Als Fraktionschef der Europäischen Volkspartei (EVP) im EU-Parlament muss Manfred Weber vor allem eines können: Brücken bauen.
Denn die EVP ist die europäische Mutterpartei völlig unterschiedlicher Formationen: von der christlichsozialen CSV des Luxemburgers Jean-Claude Juncker bis zu Viktor Orbans rechtsnationaler Fidesz in Ungarn.
Manfred Weber von der bayerischen CSU ist stolz darauf, eine hohe Fraktionsdisziplin durchgesetzt zu haben. Bei Abstimmungen über EU-Gesetze gibt es bei der EVP weniger Abweichler als in anderen Fraktionen.
Katholisch, konservativ, rechts
Jetzt will Weber vom Fraktionschef zum Präsidenten der EU-Kommission aufsteigen.
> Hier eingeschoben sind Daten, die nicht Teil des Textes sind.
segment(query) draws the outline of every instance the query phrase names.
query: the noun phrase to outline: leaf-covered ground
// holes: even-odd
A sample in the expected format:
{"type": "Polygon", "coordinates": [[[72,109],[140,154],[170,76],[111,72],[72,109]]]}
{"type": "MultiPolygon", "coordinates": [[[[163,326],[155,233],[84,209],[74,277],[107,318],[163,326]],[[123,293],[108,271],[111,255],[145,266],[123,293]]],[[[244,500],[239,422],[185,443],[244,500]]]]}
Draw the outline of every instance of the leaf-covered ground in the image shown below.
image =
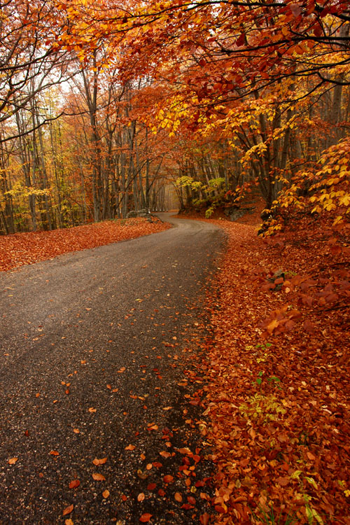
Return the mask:
{"type": "Polygon", "coordinates": [[[310,220],[265,241],[251,224],[212,221],[228,241],[207,301],[199,423],[217,525],[350,524],[349,260],[310,220]]]}
{"type": "Polygon", "coordinates": [[[0,271],[46,260],[70,251],[111,244],[161,232],[169,227],[153,218],[106,220],[96,224],[0,236],[0,271]]]}
{"type": "MultiPolygon", "coordinates": [[[[200,387],[189,403],[204,412],[195,426],[216,465],[214,496],[199,496],[211,517],[200,522],[349,525],[349,261],[320,221],[302,217],[263,241],[255,220],[210,221],[227,246],[208,293],[208,338],[192,341],[198,377],[188,377],[200,387]],[[281,282],[272,283],[279,270],[281,282]]],[[[1,269],[167,227],[133,219],[2,237],[1,269]]],[[[183,451],[186,468],[195,452],[183,451]]]]}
Und hat dafür sein politisches Profil geschärft: katholisch, konservativ und weiter rechts als Amtsinhaber Juncker.
Ein Spagat, der die Delegierten der EVP an ihrem Parteikongress in Helsinki überzeugte. Weber warb für Kompromisse, setzte aber gleichzeitig auf die Lieblingsthemen des rechten EVP-Flügels: den Schutz vor illegaler Einwanderung und die Bewahrung des christlichen Erbes Europas.
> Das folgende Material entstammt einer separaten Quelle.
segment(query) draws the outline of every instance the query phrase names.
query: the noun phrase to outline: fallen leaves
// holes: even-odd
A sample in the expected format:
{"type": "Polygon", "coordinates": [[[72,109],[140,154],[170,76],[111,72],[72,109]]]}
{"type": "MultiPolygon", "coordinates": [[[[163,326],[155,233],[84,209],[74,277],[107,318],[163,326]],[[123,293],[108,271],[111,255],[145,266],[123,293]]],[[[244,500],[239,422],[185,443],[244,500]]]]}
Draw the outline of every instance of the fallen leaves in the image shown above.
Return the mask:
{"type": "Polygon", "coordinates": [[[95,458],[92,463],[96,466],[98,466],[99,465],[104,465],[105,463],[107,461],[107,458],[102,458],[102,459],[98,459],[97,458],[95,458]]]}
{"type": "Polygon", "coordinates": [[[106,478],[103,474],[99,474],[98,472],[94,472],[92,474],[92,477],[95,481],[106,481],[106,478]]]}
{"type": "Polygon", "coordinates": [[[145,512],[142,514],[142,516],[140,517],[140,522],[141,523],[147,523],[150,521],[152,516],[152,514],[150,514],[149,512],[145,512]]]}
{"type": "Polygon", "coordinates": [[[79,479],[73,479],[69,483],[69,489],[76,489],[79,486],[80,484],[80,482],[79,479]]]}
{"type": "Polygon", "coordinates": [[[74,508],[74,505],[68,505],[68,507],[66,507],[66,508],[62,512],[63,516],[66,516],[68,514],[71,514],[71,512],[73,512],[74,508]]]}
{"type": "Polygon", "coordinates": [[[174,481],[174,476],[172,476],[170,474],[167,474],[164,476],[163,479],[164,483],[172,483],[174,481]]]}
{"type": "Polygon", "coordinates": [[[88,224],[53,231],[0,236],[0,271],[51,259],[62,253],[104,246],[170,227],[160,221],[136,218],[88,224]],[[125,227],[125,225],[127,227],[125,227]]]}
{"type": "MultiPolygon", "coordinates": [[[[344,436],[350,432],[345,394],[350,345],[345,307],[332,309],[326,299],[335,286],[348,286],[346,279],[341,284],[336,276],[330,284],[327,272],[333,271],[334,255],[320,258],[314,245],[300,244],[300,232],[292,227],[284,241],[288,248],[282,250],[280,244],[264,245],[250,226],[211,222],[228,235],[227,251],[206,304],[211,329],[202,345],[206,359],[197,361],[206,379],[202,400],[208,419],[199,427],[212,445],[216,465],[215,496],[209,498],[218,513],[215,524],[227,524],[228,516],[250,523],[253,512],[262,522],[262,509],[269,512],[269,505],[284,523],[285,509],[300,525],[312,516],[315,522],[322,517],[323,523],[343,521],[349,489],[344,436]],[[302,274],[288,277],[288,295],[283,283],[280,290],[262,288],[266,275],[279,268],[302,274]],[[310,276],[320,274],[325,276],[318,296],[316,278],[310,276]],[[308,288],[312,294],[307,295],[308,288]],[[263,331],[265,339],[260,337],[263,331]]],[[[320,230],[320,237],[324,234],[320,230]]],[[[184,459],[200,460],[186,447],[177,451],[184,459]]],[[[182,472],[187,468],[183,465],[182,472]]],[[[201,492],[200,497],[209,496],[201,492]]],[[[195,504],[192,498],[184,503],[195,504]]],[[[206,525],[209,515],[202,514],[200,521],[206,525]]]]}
Mit fast 80 Prozent der Stimmen wählten die EU-Delegierten ihn zum Spitzenkandidaten für die EU-Wahlen im kommenden Mai. Sein Herausforderer, der Finne Alexander Stubb, gab sich progressiv-liberal, warb für Klimaschutz und Digitalisierung – und scheiterte.
Webers ungewisses Schicksal
Mit der Wahl Webers schärft auch die EVP ihr Profil für die Wahlen, bei denen sie in vielen EU-Staaten von Rechtsaussen-Parteien bedrängt werden wird. Glaubt man ersten Umfragen, wird sie wählerstärkste EU-Partei bleiben.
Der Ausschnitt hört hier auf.